Furthermore, an inorganic solid material may be added to the raw material liquid 300. Examples of the inorganic solid material include oxides, carbides, nitrides, borides, silicides, fluorides, sulfides, and the like. It is preferable to use an oxide. Examples of the oxide include Al ₂ O ₃ , SiO ₂ , TiO ₂ , Li ₂ O, Na ₂ O, MgO, CaO, SrO, BaO, B ₂ O ₃ , P ₂ O ₅ , SnO ₂ , ZrO ₂ , K. ₂ O, Cs ₂ O, ZnO, Sb ₂ O ₃ , As ₂ O ₃ , CeO ₂ , V ₂ O ₅ , Cr ₂ O ₃ , MnO, Fe ₂ O ₃ , CoO, NiO, Y ₂ O ₃ , Lu ₂ Examples thereof include O ₃ , Yb ₂ O ₃ , HfO ₂ , Nb ₂ O _{5 and the} like. Moreover, the kind selected from the above may be used, and a plurality of kinds may be mixed. In addition, the above is an illustration and the substance added to the raw material liquid 300 of this invention is not limited to the said additive.

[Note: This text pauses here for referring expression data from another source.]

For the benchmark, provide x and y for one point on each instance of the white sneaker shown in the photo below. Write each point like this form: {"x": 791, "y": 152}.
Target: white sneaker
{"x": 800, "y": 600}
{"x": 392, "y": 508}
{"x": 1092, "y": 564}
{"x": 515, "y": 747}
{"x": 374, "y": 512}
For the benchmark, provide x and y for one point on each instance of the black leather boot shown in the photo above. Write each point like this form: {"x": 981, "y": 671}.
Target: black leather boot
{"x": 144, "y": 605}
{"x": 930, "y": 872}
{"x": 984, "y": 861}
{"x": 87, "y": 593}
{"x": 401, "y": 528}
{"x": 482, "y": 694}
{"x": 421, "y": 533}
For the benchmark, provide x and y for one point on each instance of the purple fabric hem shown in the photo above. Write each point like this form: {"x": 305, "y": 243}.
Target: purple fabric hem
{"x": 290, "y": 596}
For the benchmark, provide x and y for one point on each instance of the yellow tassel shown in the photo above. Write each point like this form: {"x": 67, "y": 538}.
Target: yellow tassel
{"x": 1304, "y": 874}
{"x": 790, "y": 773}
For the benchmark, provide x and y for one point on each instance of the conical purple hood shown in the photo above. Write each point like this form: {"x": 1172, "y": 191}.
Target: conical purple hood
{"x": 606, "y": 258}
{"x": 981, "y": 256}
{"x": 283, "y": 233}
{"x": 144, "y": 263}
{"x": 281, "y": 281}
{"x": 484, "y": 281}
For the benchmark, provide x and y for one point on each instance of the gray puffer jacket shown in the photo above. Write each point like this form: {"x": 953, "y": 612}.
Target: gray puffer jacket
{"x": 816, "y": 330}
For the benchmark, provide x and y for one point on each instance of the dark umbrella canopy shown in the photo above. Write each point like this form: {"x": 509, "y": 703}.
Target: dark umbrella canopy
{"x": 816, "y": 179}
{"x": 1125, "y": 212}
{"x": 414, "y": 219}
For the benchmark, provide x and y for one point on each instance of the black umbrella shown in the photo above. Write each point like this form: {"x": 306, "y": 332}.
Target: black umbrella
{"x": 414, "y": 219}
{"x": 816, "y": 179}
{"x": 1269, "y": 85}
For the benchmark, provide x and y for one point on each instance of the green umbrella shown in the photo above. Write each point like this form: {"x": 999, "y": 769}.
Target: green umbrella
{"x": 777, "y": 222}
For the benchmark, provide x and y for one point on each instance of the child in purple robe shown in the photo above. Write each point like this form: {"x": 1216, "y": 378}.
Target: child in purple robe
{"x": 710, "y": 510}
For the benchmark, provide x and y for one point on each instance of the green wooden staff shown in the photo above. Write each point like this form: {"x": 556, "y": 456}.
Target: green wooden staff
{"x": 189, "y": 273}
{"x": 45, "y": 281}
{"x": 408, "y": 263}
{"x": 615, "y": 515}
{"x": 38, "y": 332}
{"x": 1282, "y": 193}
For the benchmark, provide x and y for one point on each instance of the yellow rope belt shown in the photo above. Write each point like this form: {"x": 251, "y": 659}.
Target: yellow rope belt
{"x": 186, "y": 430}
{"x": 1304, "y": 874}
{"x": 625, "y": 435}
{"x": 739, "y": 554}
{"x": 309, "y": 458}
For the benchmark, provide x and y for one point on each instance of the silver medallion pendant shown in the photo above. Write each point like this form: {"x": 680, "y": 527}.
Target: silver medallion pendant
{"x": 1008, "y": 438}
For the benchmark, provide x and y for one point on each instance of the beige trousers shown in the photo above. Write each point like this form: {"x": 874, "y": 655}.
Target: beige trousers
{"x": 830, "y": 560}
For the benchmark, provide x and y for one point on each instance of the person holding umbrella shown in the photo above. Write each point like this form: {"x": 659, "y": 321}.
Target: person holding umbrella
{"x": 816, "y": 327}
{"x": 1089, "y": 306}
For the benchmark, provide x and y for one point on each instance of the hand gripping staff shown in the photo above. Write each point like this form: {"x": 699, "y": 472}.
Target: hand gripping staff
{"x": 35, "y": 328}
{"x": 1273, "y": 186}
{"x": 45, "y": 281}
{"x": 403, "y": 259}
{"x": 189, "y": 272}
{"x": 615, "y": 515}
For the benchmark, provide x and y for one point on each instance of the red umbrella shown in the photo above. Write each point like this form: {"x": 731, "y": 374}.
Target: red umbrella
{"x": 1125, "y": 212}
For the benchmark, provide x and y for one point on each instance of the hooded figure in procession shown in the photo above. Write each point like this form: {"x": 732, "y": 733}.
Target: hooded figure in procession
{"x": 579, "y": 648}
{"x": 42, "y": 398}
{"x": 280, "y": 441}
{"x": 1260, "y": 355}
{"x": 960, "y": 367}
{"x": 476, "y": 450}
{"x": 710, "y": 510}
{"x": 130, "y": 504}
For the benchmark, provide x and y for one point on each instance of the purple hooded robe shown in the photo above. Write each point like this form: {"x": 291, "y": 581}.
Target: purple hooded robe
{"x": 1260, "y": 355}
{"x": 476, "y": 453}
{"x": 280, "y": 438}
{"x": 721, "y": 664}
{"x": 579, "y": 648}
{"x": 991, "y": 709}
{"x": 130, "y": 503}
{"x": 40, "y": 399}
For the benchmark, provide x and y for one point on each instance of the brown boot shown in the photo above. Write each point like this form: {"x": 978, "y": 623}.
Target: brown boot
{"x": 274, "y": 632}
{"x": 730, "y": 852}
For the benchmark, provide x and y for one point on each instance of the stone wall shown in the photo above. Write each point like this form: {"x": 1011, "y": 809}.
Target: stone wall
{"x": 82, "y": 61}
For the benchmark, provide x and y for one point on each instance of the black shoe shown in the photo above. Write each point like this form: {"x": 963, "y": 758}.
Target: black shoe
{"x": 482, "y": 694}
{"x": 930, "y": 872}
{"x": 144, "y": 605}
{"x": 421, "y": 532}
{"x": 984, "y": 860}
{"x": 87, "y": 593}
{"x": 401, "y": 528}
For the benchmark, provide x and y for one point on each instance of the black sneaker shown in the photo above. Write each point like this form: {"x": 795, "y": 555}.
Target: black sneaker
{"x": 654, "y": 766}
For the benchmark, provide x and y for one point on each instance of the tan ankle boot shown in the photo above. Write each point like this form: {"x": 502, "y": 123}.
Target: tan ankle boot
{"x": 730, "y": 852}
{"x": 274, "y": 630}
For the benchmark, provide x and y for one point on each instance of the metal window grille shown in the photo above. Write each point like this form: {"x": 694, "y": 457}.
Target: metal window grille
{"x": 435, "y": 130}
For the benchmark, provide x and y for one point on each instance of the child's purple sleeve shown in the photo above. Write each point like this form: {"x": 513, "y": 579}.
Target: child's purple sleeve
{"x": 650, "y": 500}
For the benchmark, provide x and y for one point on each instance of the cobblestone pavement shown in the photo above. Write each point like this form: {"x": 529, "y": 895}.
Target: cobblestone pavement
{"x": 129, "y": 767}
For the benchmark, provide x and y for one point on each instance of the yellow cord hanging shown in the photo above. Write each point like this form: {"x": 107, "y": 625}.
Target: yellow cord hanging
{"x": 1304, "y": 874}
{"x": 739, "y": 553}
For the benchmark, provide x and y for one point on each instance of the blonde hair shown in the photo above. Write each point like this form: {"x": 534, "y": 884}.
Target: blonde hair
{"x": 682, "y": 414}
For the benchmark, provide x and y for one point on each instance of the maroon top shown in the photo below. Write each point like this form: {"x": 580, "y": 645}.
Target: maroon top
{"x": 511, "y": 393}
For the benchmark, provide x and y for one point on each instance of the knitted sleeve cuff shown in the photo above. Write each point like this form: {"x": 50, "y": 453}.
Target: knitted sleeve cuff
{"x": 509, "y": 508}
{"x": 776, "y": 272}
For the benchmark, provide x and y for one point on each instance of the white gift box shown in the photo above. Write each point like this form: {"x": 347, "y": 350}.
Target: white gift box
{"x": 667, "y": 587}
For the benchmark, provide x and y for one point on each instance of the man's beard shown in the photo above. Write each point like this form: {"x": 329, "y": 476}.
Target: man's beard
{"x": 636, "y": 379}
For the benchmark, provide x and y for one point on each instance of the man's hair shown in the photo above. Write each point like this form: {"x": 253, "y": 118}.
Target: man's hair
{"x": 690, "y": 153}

  The mixing ratio of the solvent and the solute in the raw material liquid 300 varies depending on the type of solvent selected and the type of solute, but the amount of solvent is preferably between about 60 wt% and 98 wt%. The solute is preferably 5 to 30% by weight.

  Next, the manufacturing method of the nanofiber 301 using the nanofiber manufacturing apparatus 100 of the said structure is demonstrated.

  First, the raw material liquid 300 supplied by the supply means 107 through the guide tube 114 is stored in the first storage space 111 disposed inside the storage tank 101 (first storage step). The raw material liquid 300 stored in the first storage space 111 is led out at a uniform pressure through the plurality of lead-out holes 132.

  The derived raw material liquid 300 is guided to the outflow body 115 while maintaining an equal pressure in each connecting pipe 102.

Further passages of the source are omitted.